新燃岳の噴煙を見て

新燃岳では、今も火山性の地震は続いているということですが、噴火は最近だんだんとおさまってきたことがあります。噴火の映像をみるとものすごいパワーを感じてしまうということですが、よくみると雷がすさまじく光っているということがありますよね。そしてうす暗い噴火の奥の方で、マグマの溜ったものが垂直に噴き上げていることが感じられてとても不気味にも思えてしまうということです。

上空へと噴き上がると、噴石や砂やいろいろなものが落ちてくるのが確認できます。2500mの高さだということで、霧島の噴火が鹿屋市の方へも確認できたことがありますよ。もちろん自分でも噴火の雲を見てしまったわけなんですが、それはなんとも地下から噴き上がってくる噴煙が、キラキラと輝く物質を含んで今まで地表にもでてきたことのないもの、いいようのない「太古」のマグマというそんな感触でしたよ。

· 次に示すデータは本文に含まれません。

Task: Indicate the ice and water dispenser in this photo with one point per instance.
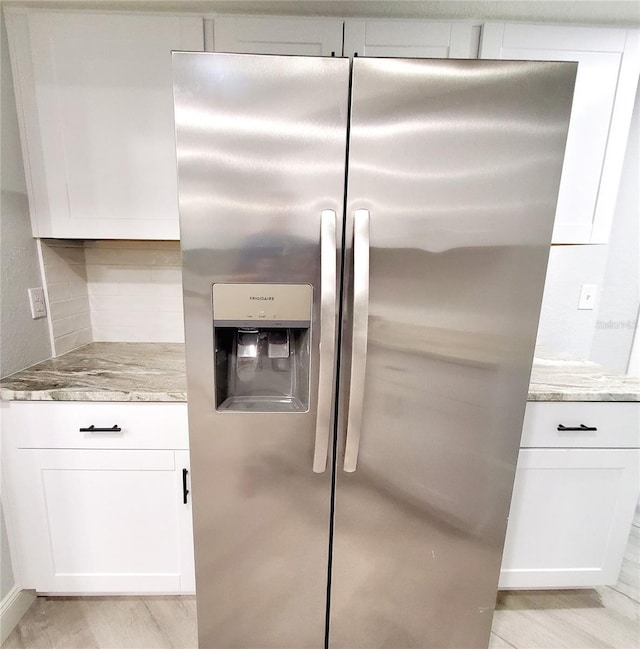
(262, 336)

それで、新燃岳の噴火では十数キロ離れたところにもがれきが落下するということで、噴石は軽石や溶岩などの破片などということで、こぶし大のものが多いということです。噴煙高度2000mでは10キロ離れたところまで到着するのは、約13分ということで計算ができるということがあります。

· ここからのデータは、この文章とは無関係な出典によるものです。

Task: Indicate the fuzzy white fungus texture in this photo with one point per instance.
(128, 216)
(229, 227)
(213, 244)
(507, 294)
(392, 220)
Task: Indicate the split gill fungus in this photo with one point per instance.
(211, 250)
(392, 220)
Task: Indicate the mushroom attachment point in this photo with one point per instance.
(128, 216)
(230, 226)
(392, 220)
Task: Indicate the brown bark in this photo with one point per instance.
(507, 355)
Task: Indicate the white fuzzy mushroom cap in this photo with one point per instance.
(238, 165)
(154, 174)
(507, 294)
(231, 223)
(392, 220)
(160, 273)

軽石が飛んでくる程度のものではそれほど大きな被害にもならないようなんですが、享保年間(1716年~1717年)のような大きな噴火の場合であると周囲約14㎞以内の山林や神社などが焼失したという記録も残っているほどです。そういうことで周辺でも風下の位置にある地域では、噴火のときには外へと出ないことが必要だといいます。それは、こぶし大の噴石では屋根を突き破って落ちてくることがないからです。そして噴火の情報を早く知るということも大切ですよね。

また、火山灰などの問題もあるということです。火山灰をよくみるとガラスの破片のように角ばっているということがあるようです。それで、人体にも影響を及ぼしてしまうということですね。火山ガス成分が付着していて、鉄などを錆びつかせてしまうということがあります。今度の噴火での火山灰では細粒なものを含んでいるということから、いったん積もってもまた風や車などで舞い上がってしまうということが多かったみたいです。

しかし、雨が降ると火山灰は泥流や土石流を引き起こす原因にもなるということです。享保年間の火山灰では伊豆諸島の八丈島の方まで確認されてことがあるようですね。コンタクトレンズをしている人も目に入って痛いし、ビニールハウスなどは重みで倒壊の危険もあるということで、まことに厄介な火山灰だということです。